Mustafa Hâki Efendi ve Ali Haydar Efendi


(d. r.1272 m. 1855- h.y.t. 15 Kanunisâni Perşembe 1336 (m. 15 Ocak 1920)

 Vez o şud vez Halil Hamdi Paşa, Tokad-i Mustafa Hâki
    Hüseynî Seyyid emced cihan ez feyz-i o ma’mur

 Tokat’ta Soğukpınar Mahallesi’nde doğmuş­tur. Şeyhülislâm Mustafa Sabri Efendi’nin yeğenidir.[1] 9 yaşında Kuran’ı ezberlemiş ve şer’i ilimleri tahsil etmiştir.

Mustafa Hâki Efendi, ilk tahsilini Tokat’ta yaptıktan sonra, maneviyatın iştiyakı ile Çorumlu Mustafa Rumî Efendi’ye talebe olup icâzet aldı. Sonra Tokat’a dönüp, talebe yetiştirmeye başladı. Dergâhı hak âşıkları, ilim talipleri ile dolup taşardı. Kalbindeki nurâniyeti mü­barek simalarına aksetmiş olduğundan kendi­lerini yetiştiren Mustafa Rumî kuddise sırruhu’l-azîz Haz­retleri, nuranî simasından dolayı “Melek Hafız” [2] diye hitap etmiştir.

Çorumlu Pir kuddise sırruhu’l-azîzdeki sıkı terbiye, yine Pir’in işareti ile birazcık döneminde hafifletilmiştir. Çünkü meşrep itibarı ile Muhammedî idi.
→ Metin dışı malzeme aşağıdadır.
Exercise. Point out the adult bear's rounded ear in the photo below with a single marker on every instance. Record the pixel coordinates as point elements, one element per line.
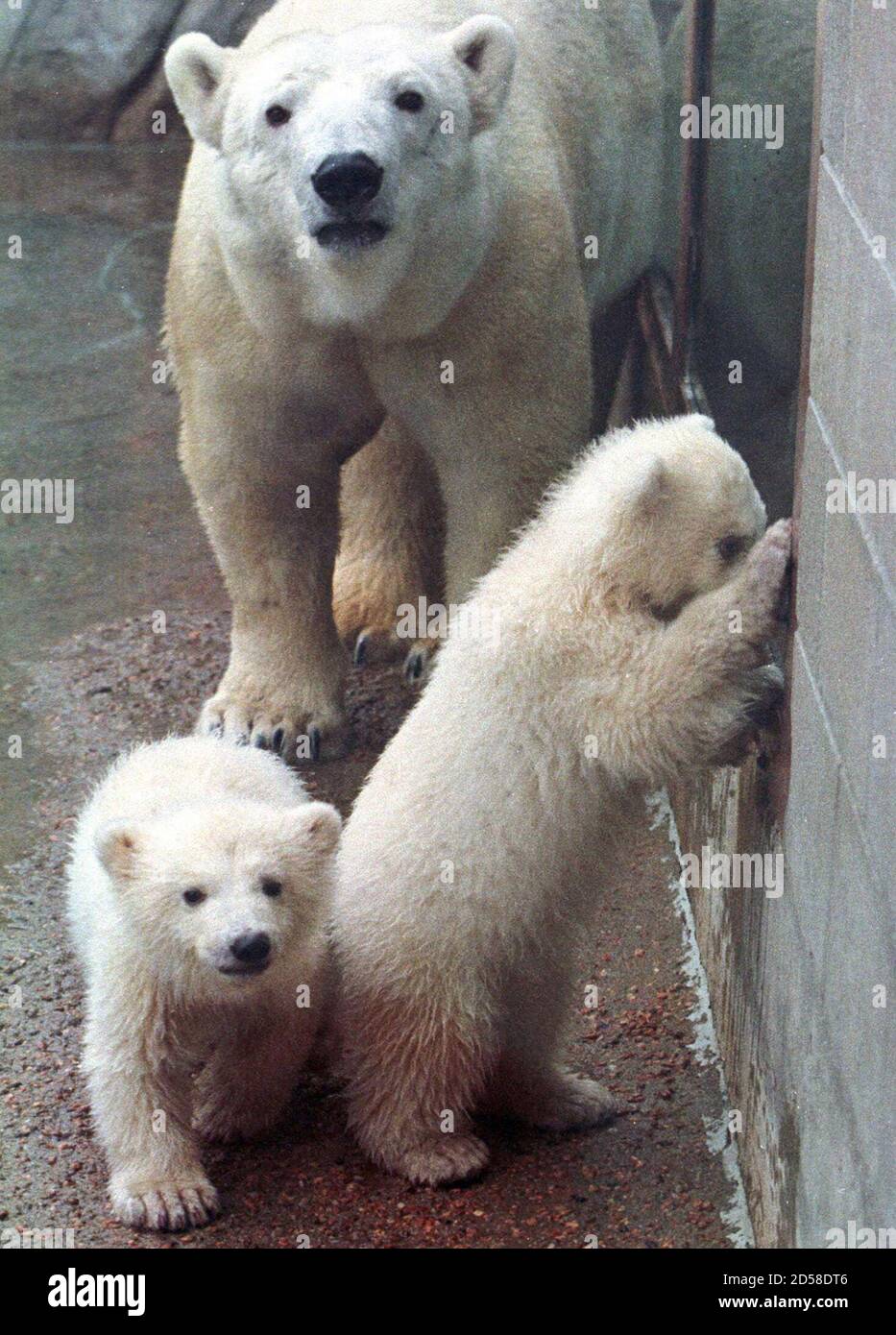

Tokat Ali Paşa Camii’nde imam-hatiplik de yapmıştır. 1908 de 2. Meşrutiyetin ilanı sebebi ile Tokat Mebusu olarak İstanbul’a mebus olarak gitmiştir. Meclis âzalığı pasif olarak devam ettiği, ancak ittihatçılar tarafından İstanbul’da mecburi ikamete tabi tutulmuştur. [3] Tokat’a dönüşüne izin verilmediğinden Kendisine Mevlana Mustafa İsmet Garîb’u-llah Efendi’nin Fatih-Çarşamba Cebecibaşı Mahallesinde ki, konak 1920 yılına kadar Dergâh olarak verilmiştir.

 Mevlana Mustafa İsmet Garibullah kuddise sırruhu’l-azîz Efendi tarafından h.1289/m:1872 tarihinde yapıldı. 1960 da yeniden ibadete açıldı. Caminin (müştemilatı ile) alanı 3000 m² dir. (Fatih Camileri ve Diğer Tarihi Eserler, D.İ.B, 1991, s.138)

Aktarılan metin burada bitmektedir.